Washington, qui veut forcer Pékin à moins intervenir sur sa monnaie, n'avait pas réagi mercredi après-midi à cette décision de Tokyo.
"Nous nous refusons à commenter", a répondu à l'AFP une porte-parole du département du Trésor américain, Natalie Wyeth, interrogée pour savoir si les Etats-Unis avaient été prévenus de cette initiative et l'approuvaient.
Sollicité par l'AFP pour savoir s'il la jugeait justifiée, le FMI, gardien de la stabilité des changes mondiaux, a fait la même réponse.
La première réaction politique américaine est venue d'un parlementaire, le démocrate Sander Levin, qui a déploré "un événement fort inquiétant". Sa circonscription se situe dans la banlieue de Detroit (Michigan, Nord), la capitale américaine de l'automobile, secteur confronté depuis une quarantaine d'années à la concurrence japonaise.

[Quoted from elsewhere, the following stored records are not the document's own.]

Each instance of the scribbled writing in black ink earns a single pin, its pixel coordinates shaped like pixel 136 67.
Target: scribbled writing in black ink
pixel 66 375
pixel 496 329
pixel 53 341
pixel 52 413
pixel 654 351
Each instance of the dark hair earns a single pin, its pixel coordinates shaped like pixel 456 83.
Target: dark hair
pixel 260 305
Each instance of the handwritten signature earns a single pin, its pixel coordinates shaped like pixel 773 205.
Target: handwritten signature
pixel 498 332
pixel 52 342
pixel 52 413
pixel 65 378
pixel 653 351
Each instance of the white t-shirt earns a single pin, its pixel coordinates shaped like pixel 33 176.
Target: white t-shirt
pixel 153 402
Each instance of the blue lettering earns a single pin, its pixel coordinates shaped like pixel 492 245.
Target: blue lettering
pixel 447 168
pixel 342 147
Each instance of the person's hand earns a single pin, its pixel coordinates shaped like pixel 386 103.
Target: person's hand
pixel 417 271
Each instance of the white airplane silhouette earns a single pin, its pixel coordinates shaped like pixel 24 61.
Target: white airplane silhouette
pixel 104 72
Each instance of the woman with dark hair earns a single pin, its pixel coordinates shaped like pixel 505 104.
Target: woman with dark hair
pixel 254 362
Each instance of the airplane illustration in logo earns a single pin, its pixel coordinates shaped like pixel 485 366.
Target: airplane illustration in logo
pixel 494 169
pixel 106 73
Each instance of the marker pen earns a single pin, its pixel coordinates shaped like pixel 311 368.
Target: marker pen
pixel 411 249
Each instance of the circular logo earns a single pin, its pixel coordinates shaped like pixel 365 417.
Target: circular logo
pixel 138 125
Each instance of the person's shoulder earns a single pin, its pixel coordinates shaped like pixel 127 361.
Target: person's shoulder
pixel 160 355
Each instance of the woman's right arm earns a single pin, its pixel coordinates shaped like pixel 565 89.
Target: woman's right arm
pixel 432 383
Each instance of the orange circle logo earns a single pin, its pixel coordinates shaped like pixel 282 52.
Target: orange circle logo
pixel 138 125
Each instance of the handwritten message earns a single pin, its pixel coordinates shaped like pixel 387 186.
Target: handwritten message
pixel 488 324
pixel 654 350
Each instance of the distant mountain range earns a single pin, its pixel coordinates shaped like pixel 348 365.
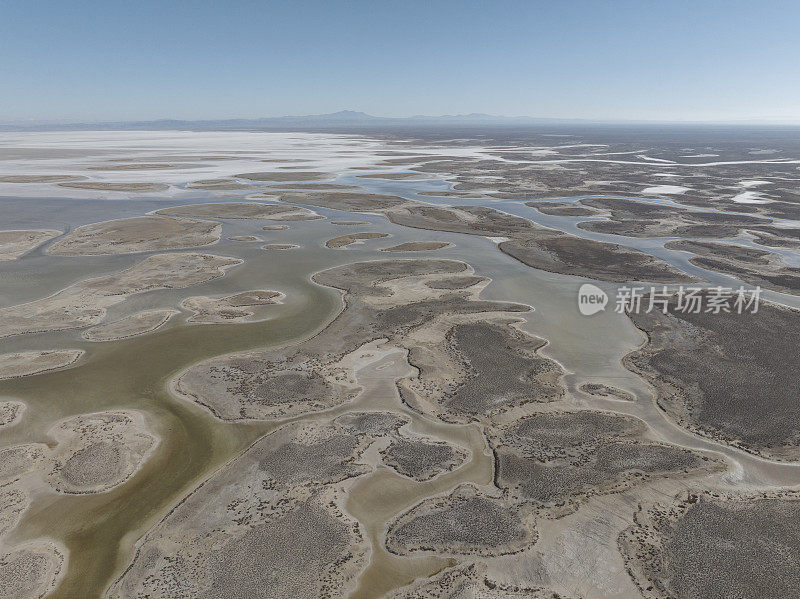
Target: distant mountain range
pixel 346 120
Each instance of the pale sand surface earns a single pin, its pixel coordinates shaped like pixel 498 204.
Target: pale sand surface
pixel 142 234
pixel 239 210
pixel 417 246
pixel 14 244
pixel 133 325
pixel 246 306
pixel 85 303
pixel 346 240
pixel 11 413
pixel 33 362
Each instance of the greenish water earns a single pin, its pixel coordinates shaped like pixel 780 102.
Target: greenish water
pixel 99 530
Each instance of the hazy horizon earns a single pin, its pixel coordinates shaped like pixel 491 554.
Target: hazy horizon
pixel 621 61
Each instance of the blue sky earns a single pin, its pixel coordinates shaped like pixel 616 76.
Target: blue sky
pixel 666 60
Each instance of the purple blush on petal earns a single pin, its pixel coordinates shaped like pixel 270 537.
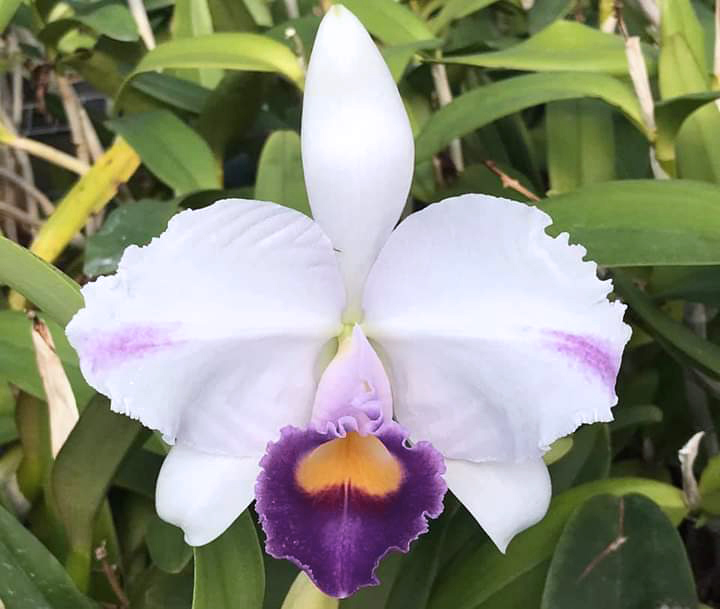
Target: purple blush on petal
pixel 107 349
pixel 594 354
pixel 339 536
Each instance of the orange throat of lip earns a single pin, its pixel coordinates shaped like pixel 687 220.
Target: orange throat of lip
pixel 359 462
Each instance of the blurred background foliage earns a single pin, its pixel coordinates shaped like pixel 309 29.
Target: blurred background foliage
pixel 114 115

Le puissant lobby automobile au Congrès américain, qui regroupe Chrysler, Ford et General Motors, a immédiatement appelé le gouvernement à "condamner cette décision du Japon, qui déstabilise l'équilibre délicat de la coopération internationale".
Confronté au problème du yen fort depuis de longs mois, le gouvernement japonais n'a jamais trouvé de l'autre côté du Pacifique de sympathisants à sa cause. Ce n'est pas faute d'avoir voulu attirer l'attention sur les désordres qui aboutissent à la montée irrésistible de sa monnaie, lors des dernières réunions et sommets du G7 et du G20.
Les cambistes américains voient le Japon comme très isolé pour contrer l'achat de yens par les Chinois.
"Que les Etats-Unis et l'Europe ne veuillent pas participer (aux interventions pour faire baisser le yen), ce n'est pas étonnant", commentent les analystes de Brown Brothers Harriman. Mais "les responsables japonais avaient déjà laissé entendre qu'il était plus difficile d'obtenir la compréhension des Etats-Unis que de l'Europe", ont-ils rappelé.
Les Américains ne scrutent que le yuan, selon eux artificiellement sous-évalué pour favoriser les exportations chinoises. Et l'initiative japonaise paraît gêner leurs plans, au moment où ils s'efforcent de convaincre la Chine d'être moins présente sur le marché des changes.
D'après Simon Derrick, de Bank of New York-Mellon, ils ont le pouvoir d'y mettre fin, et il suffirait d'une remarque, comme celle du président de la banque centrale Alan Greenspan lors de l'intervention de 2004, pour arrêter Tokyo.
"Le ministère (japonais) des Finances ne peut se permettre de piloter le yen que quelques jours avant que les critiques ne commencent vraisemblablement à se faire entendre", a-t-il prévenu.
L'économiste Tim Duy, de l'Université de l'Oregon, se demande si les Etats-Unis n'ont pas été pris par surprise. "Que peut-il se passer dans la tête (du secrétaire au Trésor) Timothy Geithner en ce moment?", s'interroge-t-il, frappé de voir que Washington "ne peut pas empêcher les banques centrales d'intervenir sur le marché des changes par le biais du dollar".
Comme le prix Nobel d'économie Paul Krugman la veille, M. Duy a de la sympathie pour les difficultés du Japon face à la Chine.
"Dans les faits, les Chinois ont réussi à faire en sorte que les Japonais achètent des dollars à leur place. Honnêtement, j'ai du mal à donner tort aux Japonais: ils sont confrontés à un grave problème de déflation" alimentée par la baisse du prix des importations, souligne-t-il.